The workflow is divided in 4 main stages:

Pre-preprocessing
Filtering
Annotation
Reporting

Image 1 - miRPursuit general schema.

Pre-preprocessing¶

There are multiple entry points depending on the form of the raw data. Some NGS sequencing service providers might ship your data already trimmed for adaptors, or you might want to use the raw data provided directly by the sequencing equipment, or you might want to use fasta files compiled from another source.

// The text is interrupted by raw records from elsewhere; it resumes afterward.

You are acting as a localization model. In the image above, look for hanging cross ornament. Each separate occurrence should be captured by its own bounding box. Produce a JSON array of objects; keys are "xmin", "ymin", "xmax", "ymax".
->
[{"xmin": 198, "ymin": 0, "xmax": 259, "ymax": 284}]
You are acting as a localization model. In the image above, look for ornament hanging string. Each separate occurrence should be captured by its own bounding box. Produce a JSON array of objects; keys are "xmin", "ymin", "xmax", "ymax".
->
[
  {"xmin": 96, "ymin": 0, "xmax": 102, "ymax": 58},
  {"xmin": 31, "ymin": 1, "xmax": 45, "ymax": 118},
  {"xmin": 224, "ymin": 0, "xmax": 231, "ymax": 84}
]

By using miRPursuit you can specify the type of input file you will use. The most simple is the - -fasta flag that searches the inserts_dir path ( see config files workdir.cfg ) for the target .fa/.fasta libraries and makes a copy to the project folder. In case no .fa/.fasta files are found the program will also search for compressed .fa.gz/.fasta.gz files and proceed to uncompress them.

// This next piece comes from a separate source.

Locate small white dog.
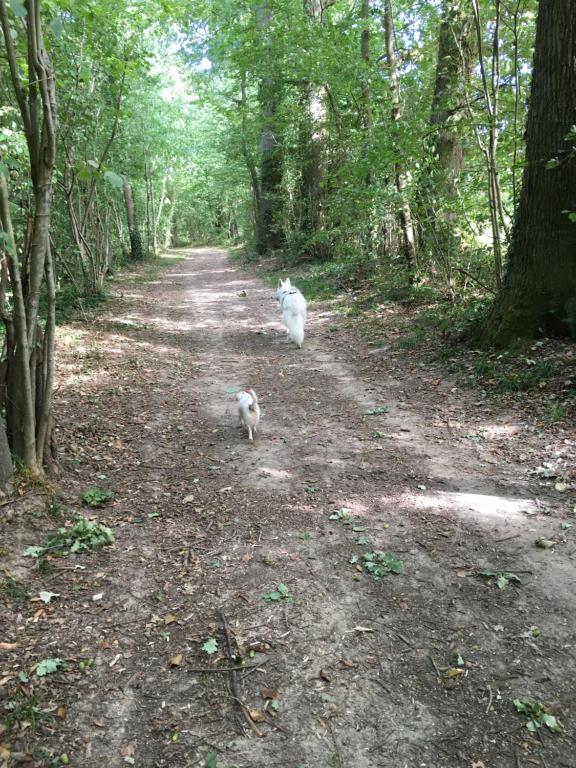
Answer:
[276,278,306,349]
[236,389,260,440]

In case the libraries are still in the fastq format the - -fastq flag should be given. This method does a quality control (fastqc not yet but soon) and then converts the fastq libraries to .fasta, analogously to what is done with “fasta” files, compressed fq.gz/fastq.gz files will be uncompressed if no .fq/.fastq file is found.

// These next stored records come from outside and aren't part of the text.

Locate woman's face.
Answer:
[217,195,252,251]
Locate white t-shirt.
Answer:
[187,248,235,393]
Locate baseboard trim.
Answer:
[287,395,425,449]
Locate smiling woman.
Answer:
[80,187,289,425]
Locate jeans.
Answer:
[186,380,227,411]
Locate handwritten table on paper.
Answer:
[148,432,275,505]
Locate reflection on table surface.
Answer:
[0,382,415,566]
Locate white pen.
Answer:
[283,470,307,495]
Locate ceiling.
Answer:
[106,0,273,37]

Additionally, the - -trim flag can be set to remove adaptor sequences. This requires the adaptor sequence to be stored in the adaptor var (see config files workdir.cfg ).

Filtering¶

Filtering Databases: The fasta sequences are filtered based on their length, abundance, low complexity and t/r RNA are removed. These parameters can be set in the wbench_filter.cfg configuration file.
Genome and miRBase: The reads are further filtered by mapping them to the setup genome file with ‘0’ mismatches using patman. These parameters can be set in the patman_genome.cfg configuration file.

Annotation¶

Identification of conserved miRNAs (miRBase): The mapped reads are then aligned to the miRBase⁺ (ref) database using miRProf with the parameter set in the wbench_mirprof.cfg configuration file. The genome mapped reads are separated into two files per library those that mapped with miRBase (conserved reads) and those that did not (non conserved reads).
tasiRNA prediction: The non conserved reads are run through the ta-si predictor to identify trans acting siRNA (tasi-RNA) using the parameters in the wbench_tasi.cfg
Novel miRNA: The non conserved reads are also used to predict novel miRNA with miRCat by searching the genome for their respective precursor nucleotide sequences in the setup genome file. The parameters used by miRCat are set in the wbench_mircat.cfg configuration file and the genome file is set in the workdirs.cfg . If memory (RAM) restrictions apply, the genome can be split into several parts and miRCat will be run once for each part. The various parts should all be held in the same directory with a common name which includes the word part and the sequential number. Afterwards the resulting files will be merged and filtered to remove miRNAs that paired with more genome sites than those specified in the configuration file wbench_mircat.cfg.

Reporting¶

Merging results and stepwise stats: The number of sequences kept in each step are given for each library, both total numbers and distinct numbers of sequences. The identified sequences and their respective absolute count are stored in a tab separate value file (.tsv). This provides easy exportation to most statistical softwares as well as MS Excel.

Targets¶

Validation of targets: Target validation is done based on the supplied degradome and transcriptome information, which are both necessary to perform this analysis. The file paths are stored in the workdirs.cfg configuration file and the parameters are stored in wbench_paresnip.cfg configuration file.